Ben kontrbas çalıyordum, çünkü o yıllarda henüz müzik mağazalarında bas gitar satışı başlamamıştı. Daha sonraları Saraçhane’deki Zeynel Abidin Cümbüş mağazasına İtalyan bas gitarlar geldiğini duyunca, hemen bir tane aldım. Fakat ona amplikatör gerekliydi tabii. Yüksek Kaldırım’dan bir ampfli aldım. Babamın marangoz arkadaşına büyük bir kabin yaptırdık, içine de iki hoparlör; oldu sana bas ampflisi. Harika bas sesi çıkıyordu.

Grupta üç solist vardı, Tuncer Dürüm Fransızca şarkılarla o yıllarda yeni başlayan türkü düzenlemelerini, Tezer Dürüm İtalyanca ve İspanyolca şarkıları, piyanist Rasim Ulusman ise Elvis, Beatles ve Animals şarkılarını söylüyordu.Yazın da sinemanın Soğuksu’daki yazlık sinemasında çalıyorduk. Sinemanın sahibi Latif Tatari, oğulları Mehmet, Rıdvan ve Cavit Tatari müziği çok seviyorlardı.

Cumartesi geceleri, Orhan Boran, Şerif Yüzbaşıoğlu Orkestrası, Şevket Uğurluer Orkestrası gibi dönemin ünlü isimleri şov yapıyorlardı. Sihirbaz Mandrake, akrobatlar da falan hayli eğlenceliydi. Belki de İstanbul gösteri dünyasının 60’lardaki merkezi gibi olmuştu.

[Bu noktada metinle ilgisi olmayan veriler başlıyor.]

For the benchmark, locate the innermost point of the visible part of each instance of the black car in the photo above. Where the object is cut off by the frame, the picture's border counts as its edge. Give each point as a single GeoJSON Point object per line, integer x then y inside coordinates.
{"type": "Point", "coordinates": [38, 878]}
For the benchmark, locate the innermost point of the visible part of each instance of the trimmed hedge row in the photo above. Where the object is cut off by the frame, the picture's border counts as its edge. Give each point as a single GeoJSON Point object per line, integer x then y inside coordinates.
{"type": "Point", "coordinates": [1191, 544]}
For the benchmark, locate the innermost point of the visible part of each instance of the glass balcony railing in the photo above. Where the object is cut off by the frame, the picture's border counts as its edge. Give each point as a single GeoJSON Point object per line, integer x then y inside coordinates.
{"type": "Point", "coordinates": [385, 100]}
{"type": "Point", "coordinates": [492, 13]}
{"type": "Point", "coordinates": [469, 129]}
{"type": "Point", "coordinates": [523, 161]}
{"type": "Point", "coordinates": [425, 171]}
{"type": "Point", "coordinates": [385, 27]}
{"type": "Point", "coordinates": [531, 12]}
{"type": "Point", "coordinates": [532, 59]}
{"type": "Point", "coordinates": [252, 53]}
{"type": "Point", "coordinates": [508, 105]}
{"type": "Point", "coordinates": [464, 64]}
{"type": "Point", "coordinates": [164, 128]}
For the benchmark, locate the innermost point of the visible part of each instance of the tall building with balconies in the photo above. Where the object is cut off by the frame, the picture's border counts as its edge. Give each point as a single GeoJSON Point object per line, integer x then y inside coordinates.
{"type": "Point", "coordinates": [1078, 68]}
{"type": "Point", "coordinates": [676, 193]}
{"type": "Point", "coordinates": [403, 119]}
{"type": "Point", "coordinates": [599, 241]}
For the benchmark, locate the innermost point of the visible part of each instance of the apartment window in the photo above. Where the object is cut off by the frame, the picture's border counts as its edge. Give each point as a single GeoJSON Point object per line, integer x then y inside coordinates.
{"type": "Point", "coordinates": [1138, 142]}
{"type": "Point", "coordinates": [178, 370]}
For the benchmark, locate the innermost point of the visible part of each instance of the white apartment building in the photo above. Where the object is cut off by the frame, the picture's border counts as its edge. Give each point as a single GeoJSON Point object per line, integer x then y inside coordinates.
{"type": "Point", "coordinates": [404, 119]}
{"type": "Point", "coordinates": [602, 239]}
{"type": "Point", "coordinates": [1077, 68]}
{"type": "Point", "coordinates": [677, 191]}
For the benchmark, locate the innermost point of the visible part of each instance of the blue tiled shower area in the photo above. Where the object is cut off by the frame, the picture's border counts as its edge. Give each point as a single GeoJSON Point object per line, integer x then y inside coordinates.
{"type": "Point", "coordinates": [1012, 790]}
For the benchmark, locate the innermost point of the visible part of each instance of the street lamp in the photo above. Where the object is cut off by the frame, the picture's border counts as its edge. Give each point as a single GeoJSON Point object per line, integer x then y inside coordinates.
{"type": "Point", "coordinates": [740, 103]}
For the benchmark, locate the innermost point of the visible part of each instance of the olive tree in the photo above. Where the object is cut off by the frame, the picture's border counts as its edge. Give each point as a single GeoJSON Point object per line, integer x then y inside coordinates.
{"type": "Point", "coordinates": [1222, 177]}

1960’ların ortalarına doğru, Altın Mikrofon yarışması başlamıştı. Silüetler grubu bizim Rasim Ulusman’ı transfer etti ve yarışmada üçüncü oldu.

Rasim adına sevinmiştik ama Volkanlar olarak moralimiz bozulmuştu. Ben de ayrıldım ve Meteorlar’la takılmaya başladım. Enstrüman yokluğu ve maddi sorunlar yüzünden o da yürümedi.

O sıralarda Adana’dan gelip İstanbul’a yerleşmiş olan iki yetenekli müzisyen İzzet Bici ve Zafer Dilek, Volkanlar’dan Naim Koca ve Meteorlar’dan Murat Ses ile Beş Yabancı diye bir grup kurduk. Bu da yürümedi, çünkü Adana’dan bizim İzzet ve Zafer’in daha önce çalıştığı Okan Dinçer ünlü bir gece kulübü tarafından desteklenmiş ve büyük bir grup kurma teklifi almıştı. Doğal olarak eski arkadaşları olan Zafer ile İzzet’e teklif yaptı. Okan davulcu ve saksafoncu bulmuştu, fakat basçı bulamamıştı. İzzet ile Zafer beni önerdiler. Böylece ben de arkadaşlarım Naim ile Murat’a ihanet ederek, Okan Dinçer ve Kontrastlar grubuna katılmış oldum.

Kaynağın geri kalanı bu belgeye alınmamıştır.